In real life every single stream or lake has a water catchment area, which should be managed according to the river basin management approach, which is enforced in the European Union. In reality, the Member States have decided themselves how big the areas considered to be river basin districts are. For each river basin district – some of which will traverse national frontiers – a river basin management plan (RBMP) will need to be established and regularly updated.  

RBMPs are a requirement of the WFD and a means of achieving the protection, improvement and sustainable use of the water environment across Europe. This includes surface freshwaters (including lakes, streams and rivers), groundwater, ecosystems such as some wetlands that depend on groundwater, estuaries and coastal waters out to one nautical mile.

The WFD requires Member States to aim to achieve at least good status in each water body within their river basin districts. Good status of water includes both the ecological and chemical status of water, which are measured by different scales.

Each Member State must ensure the establishment of a programme of measures for each river basin district or for the part of an international river basin district within its territory.

Elaboration of a RBMP involves a large number of actors:

  • Administration
  • Economic players
  • The general public

River basin management plans must include the following elements in particular:

  • A summary of significant pressures and impact of human activity on the status of surface water and groundwater.
  • A list of the environmental objectives established for surface waters, groundwaters and protected areas.
  • A summary of the programmes of measures including the ways in which the objectives established are to be achieved.
  • A summary of the public information and consultation measures taken, their results and the changes to the plan made as a consequence.

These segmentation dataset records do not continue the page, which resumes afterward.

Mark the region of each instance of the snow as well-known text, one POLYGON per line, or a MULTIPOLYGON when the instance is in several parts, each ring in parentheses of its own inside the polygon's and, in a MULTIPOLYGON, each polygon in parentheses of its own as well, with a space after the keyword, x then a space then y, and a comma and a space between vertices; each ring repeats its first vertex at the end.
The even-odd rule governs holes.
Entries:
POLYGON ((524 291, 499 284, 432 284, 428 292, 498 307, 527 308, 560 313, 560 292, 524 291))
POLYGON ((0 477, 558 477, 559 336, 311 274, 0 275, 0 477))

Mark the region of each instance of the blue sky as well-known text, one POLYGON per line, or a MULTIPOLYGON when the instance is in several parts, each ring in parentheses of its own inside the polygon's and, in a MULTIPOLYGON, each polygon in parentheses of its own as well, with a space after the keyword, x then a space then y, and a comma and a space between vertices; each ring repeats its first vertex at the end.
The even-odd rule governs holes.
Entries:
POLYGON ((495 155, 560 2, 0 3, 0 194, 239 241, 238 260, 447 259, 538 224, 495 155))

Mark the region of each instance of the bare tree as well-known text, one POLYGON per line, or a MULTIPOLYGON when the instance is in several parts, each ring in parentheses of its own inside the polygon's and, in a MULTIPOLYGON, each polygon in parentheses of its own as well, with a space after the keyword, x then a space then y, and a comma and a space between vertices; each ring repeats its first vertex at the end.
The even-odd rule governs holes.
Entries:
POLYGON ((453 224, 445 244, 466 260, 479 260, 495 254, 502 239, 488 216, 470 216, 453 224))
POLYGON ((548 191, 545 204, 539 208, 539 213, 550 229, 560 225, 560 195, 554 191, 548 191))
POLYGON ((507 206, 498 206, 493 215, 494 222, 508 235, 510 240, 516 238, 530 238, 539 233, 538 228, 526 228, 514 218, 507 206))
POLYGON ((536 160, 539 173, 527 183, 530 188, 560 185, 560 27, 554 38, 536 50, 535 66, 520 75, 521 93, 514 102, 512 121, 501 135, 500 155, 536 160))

You can access the national River Basin Management Plans at the website of the European Commission:

Ways to audit RBMPs

The weaknesses highlighted by the European Commission following the review of the RBMPs and the programmes of measures are a good starting point for identifying promising audit themes for SAIs. We can identify the following six points of attention:

  1. Assessment of pressures: does the monitoring system allow for good knowledge of the water bodies’ status, which is necessary to design effective and efficient programmes of measures?
  2. Extension of the deadline: Are these extensions specifically set out and explained in the river basin management plan?
  3. Programmes of measures: Do the programmes of measures target all types of water pollution and specifically agriculture?
  4. Programmes of measures: Are additional measures established when deadlines are extended?
  5. Funding: Are the programmes of measures and monitoring programmes adequately funded?
  6. Objectives: Will the objectives of ‘good status’ be reached by 2027 due to the implementation of the programmes of measures?


How many river basins are in your country? Does your country share a river basin with a neighbouring country?